DQC1-completeness of normalized trace estimation for functions of log-local Hamiltonians
This work addresses a fundamental problem in quantum complexity theory, providing insights into the power of quantum computing models like DQC1, with potential implications for quantum algorithms and simulation.
The paper tackles the computational complexity of estimating the normalized trace of functions of log-local Hamiltonians, showing that for functions with high approximate degree, this problem is DQC1-complete and classically hard, leading to an exponential quantum-classical separation.

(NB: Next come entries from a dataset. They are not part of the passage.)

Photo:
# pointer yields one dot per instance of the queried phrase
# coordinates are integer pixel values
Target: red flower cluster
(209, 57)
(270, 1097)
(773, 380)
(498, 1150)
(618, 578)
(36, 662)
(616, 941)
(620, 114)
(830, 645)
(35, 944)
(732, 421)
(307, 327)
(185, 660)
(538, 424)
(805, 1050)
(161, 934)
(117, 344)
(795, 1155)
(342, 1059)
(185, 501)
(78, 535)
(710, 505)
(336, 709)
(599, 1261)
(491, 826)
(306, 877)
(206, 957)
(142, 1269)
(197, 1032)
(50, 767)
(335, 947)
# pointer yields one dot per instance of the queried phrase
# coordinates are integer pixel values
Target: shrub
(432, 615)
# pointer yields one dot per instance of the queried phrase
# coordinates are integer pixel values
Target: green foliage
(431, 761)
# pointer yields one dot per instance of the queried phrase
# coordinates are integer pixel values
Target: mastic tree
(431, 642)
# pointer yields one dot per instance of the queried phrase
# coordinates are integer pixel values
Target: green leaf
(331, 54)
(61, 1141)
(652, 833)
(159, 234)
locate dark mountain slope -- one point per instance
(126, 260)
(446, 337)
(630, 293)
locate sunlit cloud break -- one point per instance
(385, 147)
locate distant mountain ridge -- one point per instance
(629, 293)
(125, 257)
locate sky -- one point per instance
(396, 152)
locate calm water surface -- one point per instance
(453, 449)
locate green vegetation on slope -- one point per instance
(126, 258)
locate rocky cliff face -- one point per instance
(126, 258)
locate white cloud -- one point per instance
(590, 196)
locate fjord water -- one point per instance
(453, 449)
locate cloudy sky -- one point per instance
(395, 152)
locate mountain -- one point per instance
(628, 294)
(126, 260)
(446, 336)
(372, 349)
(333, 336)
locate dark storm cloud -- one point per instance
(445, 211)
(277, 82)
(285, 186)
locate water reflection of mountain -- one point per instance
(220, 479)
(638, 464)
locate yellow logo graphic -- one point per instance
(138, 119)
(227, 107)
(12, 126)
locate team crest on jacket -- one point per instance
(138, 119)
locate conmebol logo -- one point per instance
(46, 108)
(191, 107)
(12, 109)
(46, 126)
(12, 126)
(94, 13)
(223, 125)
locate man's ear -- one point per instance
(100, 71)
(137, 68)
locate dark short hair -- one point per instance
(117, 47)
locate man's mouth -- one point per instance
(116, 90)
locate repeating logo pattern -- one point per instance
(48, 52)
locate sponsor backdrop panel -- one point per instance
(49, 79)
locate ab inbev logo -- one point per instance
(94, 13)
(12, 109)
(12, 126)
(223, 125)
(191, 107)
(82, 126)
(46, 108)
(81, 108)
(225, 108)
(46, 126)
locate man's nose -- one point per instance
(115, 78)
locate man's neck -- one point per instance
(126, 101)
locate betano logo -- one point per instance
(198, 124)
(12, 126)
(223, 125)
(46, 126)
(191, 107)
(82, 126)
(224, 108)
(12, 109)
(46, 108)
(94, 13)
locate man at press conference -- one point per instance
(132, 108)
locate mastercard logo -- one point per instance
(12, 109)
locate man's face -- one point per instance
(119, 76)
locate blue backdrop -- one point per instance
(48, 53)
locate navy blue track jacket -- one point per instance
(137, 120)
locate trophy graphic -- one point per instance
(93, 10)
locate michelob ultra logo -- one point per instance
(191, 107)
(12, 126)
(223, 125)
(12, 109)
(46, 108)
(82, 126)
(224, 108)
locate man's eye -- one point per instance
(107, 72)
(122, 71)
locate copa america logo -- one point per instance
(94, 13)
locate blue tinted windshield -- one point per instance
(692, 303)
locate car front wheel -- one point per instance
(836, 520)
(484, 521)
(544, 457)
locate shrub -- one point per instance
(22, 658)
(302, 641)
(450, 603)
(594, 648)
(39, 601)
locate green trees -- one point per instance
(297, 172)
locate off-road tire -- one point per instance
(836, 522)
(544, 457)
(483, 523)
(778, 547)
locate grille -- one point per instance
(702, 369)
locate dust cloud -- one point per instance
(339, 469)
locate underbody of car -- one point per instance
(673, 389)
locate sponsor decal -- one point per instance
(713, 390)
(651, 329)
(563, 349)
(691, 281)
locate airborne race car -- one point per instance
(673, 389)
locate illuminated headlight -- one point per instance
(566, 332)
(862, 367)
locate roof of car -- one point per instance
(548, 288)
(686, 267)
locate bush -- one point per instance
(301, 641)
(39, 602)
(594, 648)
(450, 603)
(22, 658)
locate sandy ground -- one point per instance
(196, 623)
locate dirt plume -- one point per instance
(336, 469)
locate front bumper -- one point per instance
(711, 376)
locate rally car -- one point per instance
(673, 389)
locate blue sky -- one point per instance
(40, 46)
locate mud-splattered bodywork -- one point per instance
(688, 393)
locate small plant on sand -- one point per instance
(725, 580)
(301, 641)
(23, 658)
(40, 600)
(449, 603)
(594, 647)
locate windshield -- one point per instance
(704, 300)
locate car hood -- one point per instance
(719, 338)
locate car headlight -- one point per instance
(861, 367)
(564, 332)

We study the computational complexity of estimating the normalized trace $2^{-n}Tr[f(A)]$ for a log-local Hamiltonian $A$ acting on $n$ qubits. This problem arises naturally in the DQC1 model, yet its complexity is only understood for a limited class of functions $f(x)$. We show that if $f(x)$ is a continuous function with approximate degree $Ω({\rm poly}(n))$, then estimating $2^{-n}Tr[f(A)]$ up to constant additive error is DQC1-complete, under a technical condition on the polynomial approximation error of $f(x)$. This condition holds for a broad class of functions, including exponentials, trigonometric functions, logarithms, and inverse-type functions. We further prove that when $A$ is sparse, the classical query complexity of this problem is exponential in the approximate degree, assuming a conjectured lower bound for a trace variant of the $k$-Forrelation problem in the DQC1 query model. Together, these results identify the approximate degree as the key parameter governing the complexity of normalized trace estimation: it characterizes both the quantum complexity (via efficient DQC1 algorithms) and, conditionally, the classical hardness, yielding an exponential quantum-classical separation. Our proof develops a unified framework that cleanly combines circuit-to-Hamiltonian constructions, periodic Jacobi operators, and tools from polynomial approximation theory, including the Chebyshev equioscillation theorem.